Nel celebre adattamento Paramount, la scena è breve ma suggestiva.
Card n.3 CINEMA STARS (OMBI)
BUCKTROUT & Co. Ltd. (1923)
(Collezione personale)
La Pecora è interpretata da Mae Marsh, attrice dalla mimica fine e silenziosa, che incarna il personaggio con sguardo assorto e movenze meccaniche. Alice entra nella bottega e la realtà sembra piegarsi: il nonsense non esplode si intreccia, proprio come il lavoro a maglia che continua anche nel sogno.
La trasformazione in barca non viene mostrata, ma il tono resta magico e inquieto: la Pecora parla poco, cambia oggetti di posto e osserva Alice come se l’avesse già sognata.
Il Mazzo Completo
Un viaggio illustrato attraverso le 48 figurine Carreras Ltd. (1930) dedicate al primo libro di Lewis Carroll, Alice’s Adventures in Wonderland. Questo video raccoglie l’intera collezione e la accompagna con un brano originale da me composto, “The Ballad of Father William”, ispirato alla celebre filastrocca presente nel capitolo iniziale del romanzo.
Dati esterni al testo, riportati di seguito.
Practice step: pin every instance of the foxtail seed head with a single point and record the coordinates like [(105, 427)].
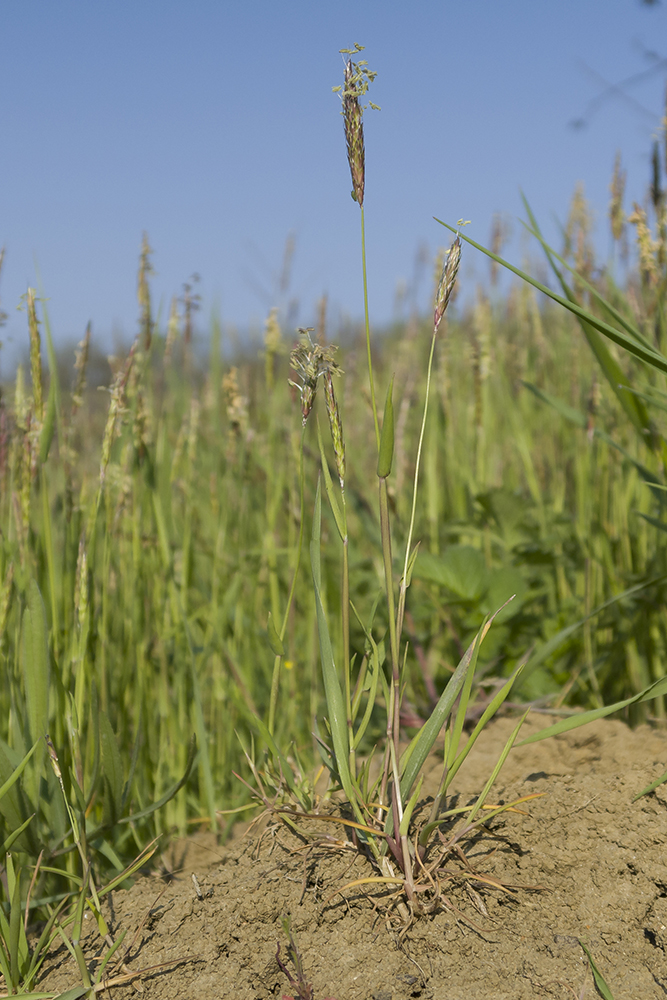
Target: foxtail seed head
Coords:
[(354, 134), (357, 80), (309, 361), (447, 281), (336, 425)]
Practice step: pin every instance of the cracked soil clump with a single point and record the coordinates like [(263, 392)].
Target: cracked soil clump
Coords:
[(586, 863)]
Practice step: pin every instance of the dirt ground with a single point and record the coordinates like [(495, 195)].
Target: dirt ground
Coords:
[(599, 858)]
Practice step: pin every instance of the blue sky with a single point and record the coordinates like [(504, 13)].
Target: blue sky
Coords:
[(212, 126)]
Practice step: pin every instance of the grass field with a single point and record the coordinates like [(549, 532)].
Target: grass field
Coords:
[(150, 538)]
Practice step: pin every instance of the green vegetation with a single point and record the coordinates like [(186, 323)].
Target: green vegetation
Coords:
[(160, 612)]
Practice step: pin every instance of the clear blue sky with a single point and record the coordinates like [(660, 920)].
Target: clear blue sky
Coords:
[(212, 125)]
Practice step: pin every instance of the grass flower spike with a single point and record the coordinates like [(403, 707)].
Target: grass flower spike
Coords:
[(357, 80), (447, 281), (310, 361)]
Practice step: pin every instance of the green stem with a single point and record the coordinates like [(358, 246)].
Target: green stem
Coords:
[(345, 610), (275, 680), (394, 709), (368, 330), (404, 585)]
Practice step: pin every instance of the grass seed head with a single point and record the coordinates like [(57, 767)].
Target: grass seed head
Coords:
[(447, 281), (357, 80), (646, 245), (310, 360), (354, 134), (35, 356), (616, 213), (336, 425)]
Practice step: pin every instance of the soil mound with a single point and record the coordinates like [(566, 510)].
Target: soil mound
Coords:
[(599, 859)]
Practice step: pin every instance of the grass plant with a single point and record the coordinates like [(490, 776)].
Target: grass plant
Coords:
[(412, 857), (154, 597)]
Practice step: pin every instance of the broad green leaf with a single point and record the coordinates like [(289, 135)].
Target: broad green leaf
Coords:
[(654, 690), (17, 771), (14, 836), (543, 652), (652, 787), (496, 770), (422, 744), (334, 696), (35, 664), (275, 642), (639, 350), (633, 406)]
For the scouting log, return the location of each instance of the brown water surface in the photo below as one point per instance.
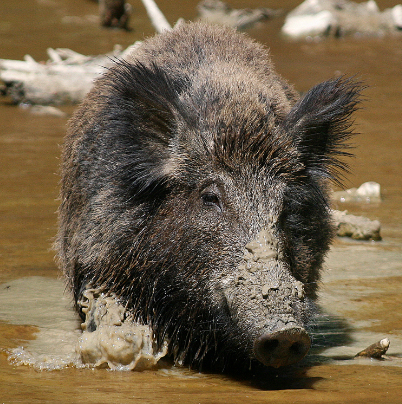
(361, 291)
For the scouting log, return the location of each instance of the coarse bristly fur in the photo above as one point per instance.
(177, 158)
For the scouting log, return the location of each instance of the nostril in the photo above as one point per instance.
(297, 348)
(270, 345)
(283, 347)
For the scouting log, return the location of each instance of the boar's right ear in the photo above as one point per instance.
(142, 110)
(320, 126)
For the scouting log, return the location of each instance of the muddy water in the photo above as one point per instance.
(360, 295)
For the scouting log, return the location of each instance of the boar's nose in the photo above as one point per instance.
(283, 347)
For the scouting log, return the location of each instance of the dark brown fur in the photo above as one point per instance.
(177, 158)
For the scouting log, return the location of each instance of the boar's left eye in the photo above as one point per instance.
(211, 199)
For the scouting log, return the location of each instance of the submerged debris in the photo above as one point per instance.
(368, 192)
(336, 18)
(376, 350)
(356, 227)
(218, 12)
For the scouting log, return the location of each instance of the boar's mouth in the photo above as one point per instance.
(269, 305)
(282, 348)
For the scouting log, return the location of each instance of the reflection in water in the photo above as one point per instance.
(360, 291)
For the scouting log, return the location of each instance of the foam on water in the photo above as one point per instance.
(113, 340)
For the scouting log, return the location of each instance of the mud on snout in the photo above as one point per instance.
(269, 305)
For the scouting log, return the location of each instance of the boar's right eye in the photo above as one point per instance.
(211, 199)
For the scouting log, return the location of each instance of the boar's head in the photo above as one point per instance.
(194, 188)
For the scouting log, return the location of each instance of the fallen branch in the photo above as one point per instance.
(67, 76)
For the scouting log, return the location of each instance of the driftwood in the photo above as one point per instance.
(319, 18)
(376, 350)
(218, 12)
(67, 76)
(356, 227)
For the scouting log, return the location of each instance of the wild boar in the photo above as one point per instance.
(194, 188)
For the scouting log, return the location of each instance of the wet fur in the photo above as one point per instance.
(154, 130)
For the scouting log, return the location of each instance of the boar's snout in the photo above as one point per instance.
(282, 348)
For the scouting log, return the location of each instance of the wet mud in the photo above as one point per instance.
(360, 289)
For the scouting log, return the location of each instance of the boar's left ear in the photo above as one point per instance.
(143, 109)
(320, 126)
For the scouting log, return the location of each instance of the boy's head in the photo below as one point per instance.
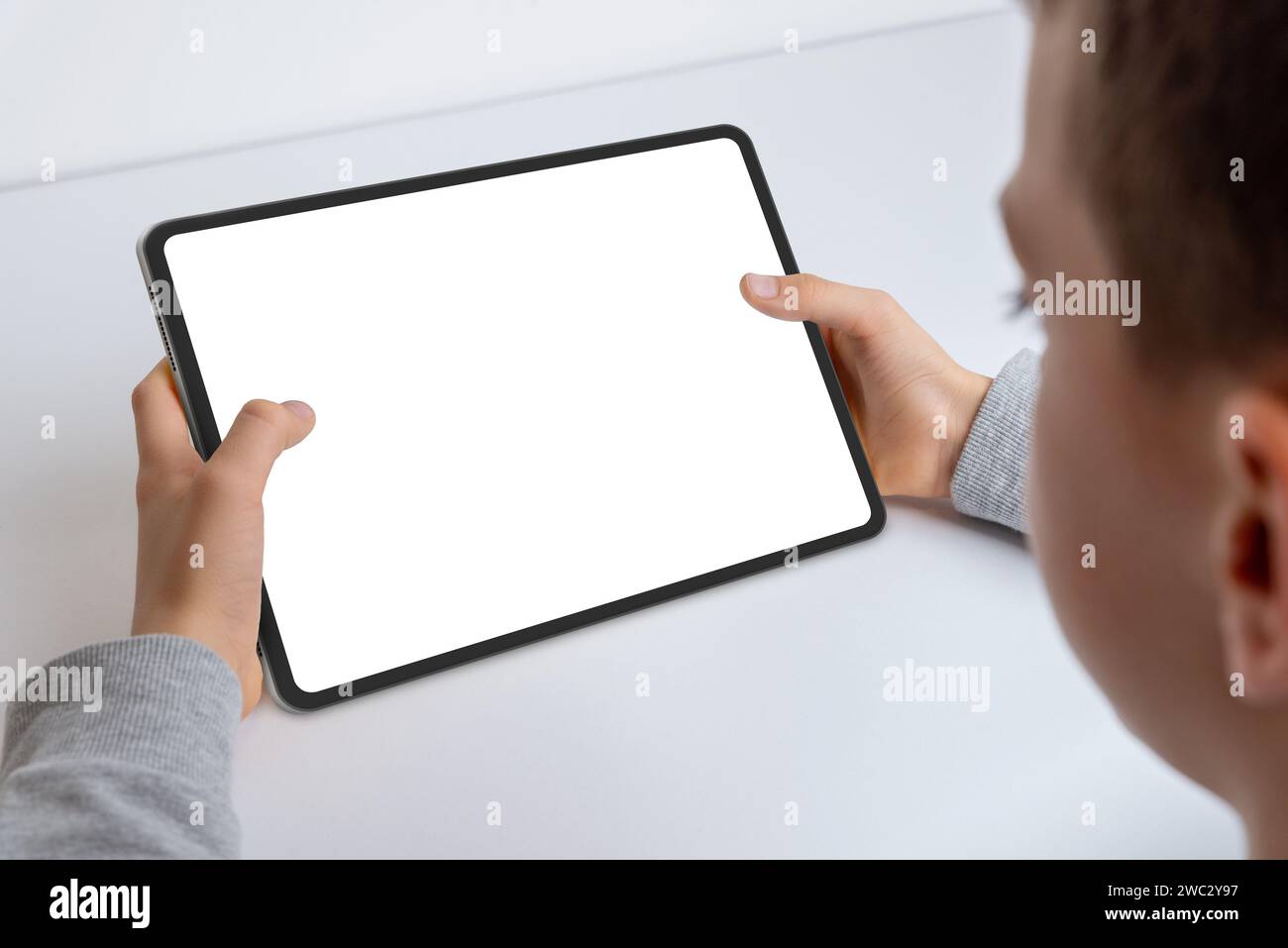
(1159, 474)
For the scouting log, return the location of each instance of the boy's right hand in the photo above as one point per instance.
(913, 406)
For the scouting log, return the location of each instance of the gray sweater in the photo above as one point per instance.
(150, 772)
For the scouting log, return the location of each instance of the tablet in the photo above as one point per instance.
(541, 401)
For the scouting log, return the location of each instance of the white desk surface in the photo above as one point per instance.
(763, 691)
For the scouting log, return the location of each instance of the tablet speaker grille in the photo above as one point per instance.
(165, 337)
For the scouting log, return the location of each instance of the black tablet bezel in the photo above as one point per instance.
(205, 433)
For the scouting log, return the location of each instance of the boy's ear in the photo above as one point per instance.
(1252, 544)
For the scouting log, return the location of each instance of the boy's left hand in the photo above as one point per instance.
(201, 526)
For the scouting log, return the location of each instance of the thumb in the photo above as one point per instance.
(258, 437)
(850, 309)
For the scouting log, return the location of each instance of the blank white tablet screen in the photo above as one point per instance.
(535, 394)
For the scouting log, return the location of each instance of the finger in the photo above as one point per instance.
(160, 427)
(258, 437)
(804, 296)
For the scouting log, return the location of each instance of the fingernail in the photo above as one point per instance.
(300, 410)
(765, 287)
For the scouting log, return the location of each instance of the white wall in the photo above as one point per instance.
(107, 85)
Ogni card è un frammento narrativo: personaggi assurdi, oggetti magici, creature sproporzionate e scene che rovesciano la logica. La musica dialoga con le immagini, evocando il ritmo incantato di un mondo dove la meraviglia non chiede permesso.
“You are old, Father William,” the young man said…
Il nonsense prende forma tra parole, visioni e suoni. Il mazzo è completo. Il sogno… resta aperto.